(headline image: Áššu – photo by Oda Wenaas Torget)
Áššu, whose name means Embers in Northern Sámi, is a trio that refuses to let tradition smolder quietly. Instead, they fan it into flame, carrying the joik into new realms while never severing its roots. Their music feels at once ancient and startlingly present, shaped by the interplay of memory, improvisation, and global influence.
The visionary behind Áššu is Ulla Pirttijärvi, a singer of formidable stature within the Sámi music world. Her timeless voice carries the weight of generations, a living archive of Northern Sámi joiks that she both preserves and reinvents. Pirttijärvi has long been a cultural force across Finland, Sweden, and Norway, and with Áššu she deepens that role. Her compositions often arrive in dreams about animals, landscapes, winds, and kin. They emerge as joiks that echo the Sámi worldview where nature, spirit, and community remain inseparable.

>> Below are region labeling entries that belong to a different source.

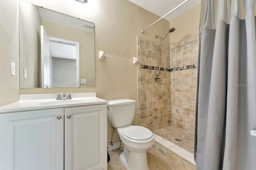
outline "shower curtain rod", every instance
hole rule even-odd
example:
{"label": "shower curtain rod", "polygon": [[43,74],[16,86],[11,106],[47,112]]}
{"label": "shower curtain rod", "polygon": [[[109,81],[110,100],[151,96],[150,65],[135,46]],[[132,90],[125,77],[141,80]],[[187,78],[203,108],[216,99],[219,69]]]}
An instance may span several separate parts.
{"label": "shower curtain rod", "polygon": [[162,17],[161,17],[161,18],[160,18],[159,19],[158,19],[158,20],[157,21],[156,21],[155,22],[154,22],[154,23],[152,24],[151,25],[150,25],[150,26],[148,26],[148,27],[147,27],[146,28],[145,28],[144,30],[141,30],[141,32],[142,32],[142,33],[144,33],[144,32],[145,31],[146,31],[146,30],[147,30],[148,28],[149,28],[150,27],[151,27],[152,26],[155,25],[155,24],[156,24],[157,22],[158,22],[158,21],[160,21],[161,20],[162,20],[162,19],[164,18],[164,17],[165,17],[166,16],[168,16],[168,15],[169,15],[169,14],[170,14],[170,13],[171,13],[172,12],[174,12],[174,11],[175,11],[175,10],[176,10],[178,8],[180,8],[180,6],[182,6],[184,4],[185,4],[185,3],[186,3],[186,2],[187,2],[189,0],[186,0],[185,1],[184,1],[184,2],[183,2],[181,4],[179,4],[179,5],[178,5],[178,6],[177,6],[176,7],[175,7],[175,8],[174,8],[174,9],[173,9],[171,11],[170,11],[170,12],[168,12],[167,14],[166,14],[165,15],[164,15],[164,16],[163,16]]}

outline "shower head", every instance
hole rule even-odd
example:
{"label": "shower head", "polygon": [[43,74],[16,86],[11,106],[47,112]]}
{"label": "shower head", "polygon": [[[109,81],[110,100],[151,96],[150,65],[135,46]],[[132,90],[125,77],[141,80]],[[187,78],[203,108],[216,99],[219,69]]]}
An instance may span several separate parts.
{"label": "shower head", "polygon": [[169,32],[172,32],[175,30],[175,28],[172,28],[169,30]]}
{"label": "shower head", "polygon": [[164,38],[165,38],[165,37],[167,35],[167,34],[168,34],[168,33],[171,33],[171,32],[172,32],[174,31],[175,30],[175,28],[172,28],[171,29],[170,29],[170,30],[168,30],[168,31],[167,32],[166,32],[166,34],[165,34],[165,35],[164,35],[164,38],[163,38],[163,40],[164,39]]}
{"label": "shower head", "polygon": [[156,38],[158,38],[158,37],[160,37],[160,38],[161,38],[161,39],[163,39],[163,38],[162,38],[162,36],[159,36],[159,35],[158,35],[158,36],[156,36]]}

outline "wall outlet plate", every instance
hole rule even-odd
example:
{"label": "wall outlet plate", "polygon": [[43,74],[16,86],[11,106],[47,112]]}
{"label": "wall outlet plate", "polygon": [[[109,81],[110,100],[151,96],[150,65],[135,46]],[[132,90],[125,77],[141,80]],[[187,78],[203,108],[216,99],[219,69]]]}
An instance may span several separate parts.
{"label": "wall outlet plate", "polygon": [[23,69],[23,75],[24,75],[24,78],[26,79],[27,78],[27,69],[24,68]]}
{"label": "wall outlet plate", "polygon": [[81,79],[81,84],[86,84],[86,79]]}
{"label": "wall outlet plate", "polygon": [[11,61],[11,75],[15,75],[15,63]]}

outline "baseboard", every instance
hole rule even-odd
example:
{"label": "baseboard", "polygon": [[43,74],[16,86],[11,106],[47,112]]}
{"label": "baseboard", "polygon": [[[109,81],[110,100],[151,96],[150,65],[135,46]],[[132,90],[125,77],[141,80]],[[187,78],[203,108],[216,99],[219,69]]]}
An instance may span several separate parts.
{"label": "baseboard", "polygon": [[120,147],[120,142],[117,142],[116,143],[114,143],[114,145],[113,146],[110,145],[108,145],[108,150],[110,151],[110,150],[114,150],[114,149],[117,149],[118,148],[119,148]]}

Pirttijärvi’s vision is supported through her collaborators, two musicians whose paths span continents. Guitarist Olav Torget, seasoned by years of immersion in West African traditions, brings a rhythmic sensitivity. Percussionist Kenneth Ekornes, with formal training in Brazil and an ear for both pulse and atmosphere, completes the group with percussive colors that shift from primal drive to meditative hush. Together, the trio creates music that lives in the space between worlds, where the tundra meets the tropics, and where ancient song forms converse with improvisational daring.
Áššu’s 2019 self-titled debut established them as more than cultural emissaries. Critics hailed it as a major step in world music, with Preis der Deutschen Schallplattenkritik naming it Best World Music Album of the Quarter. Songlines went further, ranking it among the ten most important Sámi albums of all time. Even British Airways took notice, placing one of their songs in its in-flight program, a rare crossover into the mainstream.
Their second release, Luohteniegut (2025), expands on this Sám crossover foundation with remarkable intimacy. Many of the album’s joiks came to Pirttijärvi through dreams, blurring the line between waking life and vision. The record reflects her upbringing in Angeli, a small Sámi village in northern Finland where reindeer herding defines daily life. Animals, landscapes, and people appear not as distant symbols but as active presences woven into the very fabric of existence. The result is a collection that balances reverence with humor, stillness with vitality.